A watchdog doesn’t really monitor anything, and it doesn’t do any alerting. They are intentionally very simple. Most computers include one, and you can buy standalone single chip devices.

What is it that you would do to fix the problem at the town hall? Is it as simple as power cycling something? If so, you could build up a watchdog. A simple tiny computer (Pi or similar) pinging the network with a timeout. No network for more than x seconds, it restarts the modem. Or something like that.

As you note, if the internet is out, getting notifications to you is an issue. Which is why I suggested a remotely hosted Nagios instance. It pings your TV system from afar, and we asume it does not suffer any common failure modes with your TV system. As it should still have internet connectivity it can generate an SMS notification when it can no longer see your system. In principle you could build one up in a Pi as well, and just put it in a box anywhere you felt would be immune from common mode failures with your TV station. Paying to host it means you can feel secure that it will be in a secure facility with backup power and highly reliable internet.

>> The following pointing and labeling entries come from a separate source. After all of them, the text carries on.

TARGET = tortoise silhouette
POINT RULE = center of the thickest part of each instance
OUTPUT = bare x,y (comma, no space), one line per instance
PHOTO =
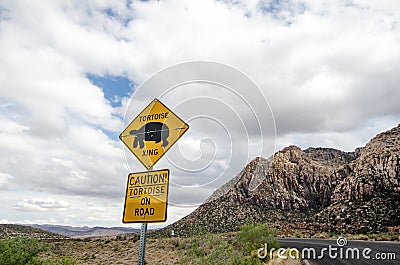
152,131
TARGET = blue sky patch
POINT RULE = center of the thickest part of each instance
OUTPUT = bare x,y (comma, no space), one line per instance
114,87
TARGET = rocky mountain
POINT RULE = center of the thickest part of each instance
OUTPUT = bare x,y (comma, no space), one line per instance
320,188
12,230
86,231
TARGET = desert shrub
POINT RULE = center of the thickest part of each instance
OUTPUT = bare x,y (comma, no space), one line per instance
58,260
252,237
16,251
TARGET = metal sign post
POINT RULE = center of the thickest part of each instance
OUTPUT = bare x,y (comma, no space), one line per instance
142,245
149,136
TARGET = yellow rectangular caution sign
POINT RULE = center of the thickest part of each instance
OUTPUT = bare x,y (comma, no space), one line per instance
146,197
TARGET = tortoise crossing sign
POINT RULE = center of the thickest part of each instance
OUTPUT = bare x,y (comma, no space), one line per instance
146,197
152,133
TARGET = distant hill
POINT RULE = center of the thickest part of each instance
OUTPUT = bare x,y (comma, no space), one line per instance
85,231
13,230
321,189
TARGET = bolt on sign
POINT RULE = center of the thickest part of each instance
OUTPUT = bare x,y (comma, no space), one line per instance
146,197
152,133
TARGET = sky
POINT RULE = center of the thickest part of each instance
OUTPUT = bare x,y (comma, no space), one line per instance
249,77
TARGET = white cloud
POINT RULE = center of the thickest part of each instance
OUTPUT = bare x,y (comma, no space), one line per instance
4,180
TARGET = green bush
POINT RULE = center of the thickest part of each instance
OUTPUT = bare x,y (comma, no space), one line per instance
19,251
252,237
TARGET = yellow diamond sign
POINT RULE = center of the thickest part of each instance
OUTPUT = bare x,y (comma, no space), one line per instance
146,197
152,133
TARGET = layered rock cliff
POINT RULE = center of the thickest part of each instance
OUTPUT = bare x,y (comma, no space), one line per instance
325,188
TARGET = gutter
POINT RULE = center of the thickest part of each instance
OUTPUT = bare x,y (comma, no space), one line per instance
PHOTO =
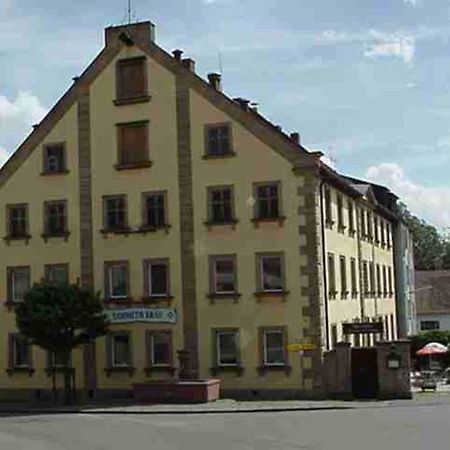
324,265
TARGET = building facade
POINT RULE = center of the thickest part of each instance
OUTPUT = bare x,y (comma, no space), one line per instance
204,226
433,300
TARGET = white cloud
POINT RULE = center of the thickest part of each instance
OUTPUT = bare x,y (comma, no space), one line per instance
16,118
394,45
430,203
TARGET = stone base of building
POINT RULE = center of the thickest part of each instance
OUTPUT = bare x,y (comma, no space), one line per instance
177,391
271,394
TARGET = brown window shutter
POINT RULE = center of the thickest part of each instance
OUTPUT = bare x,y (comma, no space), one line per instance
11,338
133,144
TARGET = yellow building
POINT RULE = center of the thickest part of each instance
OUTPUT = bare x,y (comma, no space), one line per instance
205,227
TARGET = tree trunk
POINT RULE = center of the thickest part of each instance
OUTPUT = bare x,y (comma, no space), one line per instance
67,379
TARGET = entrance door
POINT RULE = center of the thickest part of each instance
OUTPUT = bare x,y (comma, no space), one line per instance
364,373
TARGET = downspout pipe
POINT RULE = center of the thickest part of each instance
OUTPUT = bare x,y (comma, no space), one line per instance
324,265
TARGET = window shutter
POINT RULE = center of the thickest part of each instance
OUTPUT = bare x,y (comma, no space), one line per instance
108,351
11,338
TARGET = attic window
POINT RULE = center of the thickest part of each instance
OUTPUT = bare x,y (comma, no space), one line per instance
54,159
131,80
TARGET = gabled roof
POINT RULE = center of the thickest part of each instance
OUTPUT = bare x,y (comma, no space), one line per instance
129,35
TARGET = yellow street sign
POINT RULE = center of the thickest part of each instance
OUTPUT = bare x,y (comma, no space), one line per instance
300,347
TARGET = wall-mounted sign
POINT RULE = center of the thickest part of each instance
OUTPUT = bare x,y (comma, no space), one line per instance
151,315
301,347
362,327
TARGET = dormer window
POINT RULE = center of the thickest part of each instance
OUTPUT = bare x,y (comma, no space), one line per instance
131,80
54,159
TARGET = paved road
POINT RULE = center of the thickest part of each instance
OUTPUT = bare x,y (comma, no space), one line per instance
412,427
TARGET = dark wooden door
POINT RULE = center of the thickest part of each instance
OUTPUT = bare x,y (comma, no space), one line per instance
364,373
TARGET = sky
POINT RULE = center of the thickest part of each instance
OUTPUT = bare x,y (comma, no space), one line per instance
367,82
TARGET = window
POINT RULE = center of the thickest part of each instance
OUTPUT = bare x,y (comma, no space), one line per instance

I vaguely recall seeing some commercial offerings that provide pretty much the service you want as well. But right now the name eludes me.

A technical colleague suggested using [noparse] https://www.downnotifier.com/ [/noparse]. That site offers a free monitoring service, although I don’t see much description about how often it pings a URL or what else it might do. Since KISS is my watchword, I am going to try this for a while and see how it works. I’m also going to test it by downing our router sometime and checking how long it takes for the notification.

Sounds like you may have a solution but if you have any SQL operations running this code will perform a url monitoring function and send a email if the url fails.

It’s from a SQL site called SQLServerCentral.
You may need to register (free) to see the code.

Link

PM sent regarding an application I have written that does this.